2246 Bowell

Discovery
- Discovered by: E. Bowell
- Discovery site: Anderson Mesa Stn.
- Discovery date: 14 December 1979

Designations
- Named after: Edward Bowell (American astronomer)
- Alternative designations: 1979 XH · 1942 GP 1973 FH_{2} · 1973 FR 1976 SL_{6} · 1977 SM_{3}
- Minor planet category: main-belt · Hilda

Orbital characteristics
- Epoch 4 September 2017 (JD 2458000.5)
- Uncertainty parameter 0
- Observation arc: 62.06 yr (22,666 days)
- Aphelion: 4.3289 AU
- Perihelion: 3.5863 AU
- Semi-major axis: 3.9576 AU
- Eccentricity: 0.0938
- Orbital period (sidereal): 7.87 yr (2,876 days)
- Mean anomaly: 244.37°
- Mean motion: 0° 7^{m} 30.72^{s} / day
- Inclination: 6.4941°
- Longitude of ascending node: 155.66°
- Argument of perihelion: 21.544°
- Jupiter MOID: 0.6437 AU

Physical characteristics
- Dimensions: 40.73±1.70 km 44.21±3.2 km (IRAS:6) 48.424±0.429
- Synodic rotation period: 4.992 h
- Geometric albedo: 0.045±0.012 0.0540±0.009 (IRAS:6) 0.066±0.006
- Spectral type: D (Tholen and SMASS) D B–V = 0.746 U–B = 0.239
- Absolute magnitude (H): 10.56 · 10.65±0.20

= 2246 Bowell =

Asteroid

2246 Bowell, provisional designation , is a rare-type Hildian asteroid from the outermost region of the asteroid belt, approximately 44 kilometers in diameter. It was discovered on 14 December 1979, by American astronomer Edward Bowell at Lowell Observatory's Anderson Mesa Station, and named after the discoverer himself.

== Orbit and classification ==

Bowell is a member of the Hilda family, the outermost orbital group of asteroids in the main-belt, that are in a 3:2 orbital resonance with Jupiter.

It orbits the Sun at a distance of 3.6–4.3 AU once every 7 years and 10 months (2,876 days). Its orbit has an eccentricity of 0.09 and an inclination of 6° with respect to the ecliptic. The first used precovery was taken at Palomar Observatory in 1955, extending the asteroid's observation arc by 24 years prior to its discovery.

== Physical characteristics ==

Bowell has a reddish D-type spectrum on both the SMASS and Tholen taxonomic scheme, and is one of only 46 known bodies with such a spectral type.

=== Rotation period ===

A rotational lightcurve of Bowell was obtained during a photometric survey of Hildian asteroids at the Uppsala Astronomical Observatory and others places in the late 1990s.
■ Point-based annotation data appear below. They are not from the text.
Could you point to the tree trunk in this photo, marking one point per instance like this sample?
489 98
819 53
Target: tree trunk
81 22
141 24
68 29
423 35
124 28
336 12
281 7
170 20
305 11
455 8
The lightcurve gave a well-defined rotation period of 4.992 hours with a brightness variation of 0.46 in magnitude (U=3).

=== Diameter and albedo ===

According to the surveys carried out by the Japanese Akari satellite, the Infrared Astronomical Satellite IRAS (six observations), and NASA's Wide-field Infrared Survey Explorer with its subsequent NEOWISE mission, Bowell measures 40.7, 44.2 and 48.4 kilometers in diameter and its surface has an albedo of 0.066, 0.054 and 0.045, respectively. The Collaborative Asteroid Lightcurve Link agrees with the results obtained by IRAS.

== Naming ==

This minor planet was named in honor of its discoverer, the American astronomer Edward L. G. Bowell (born 1943), based on a proposal by MPC's longtime director Brian G. Marsden. Astronomer at the Lowell Observatory and a prolific discoverer of minor planets himself, Bowell has made significant contributions on the observatory's UBV photometry and astrometry programs for minor planets, including the prediction of occultation events. The official naming citation was published by the Minor Planet Center on 1 January 1981 (M.P.C. 5688).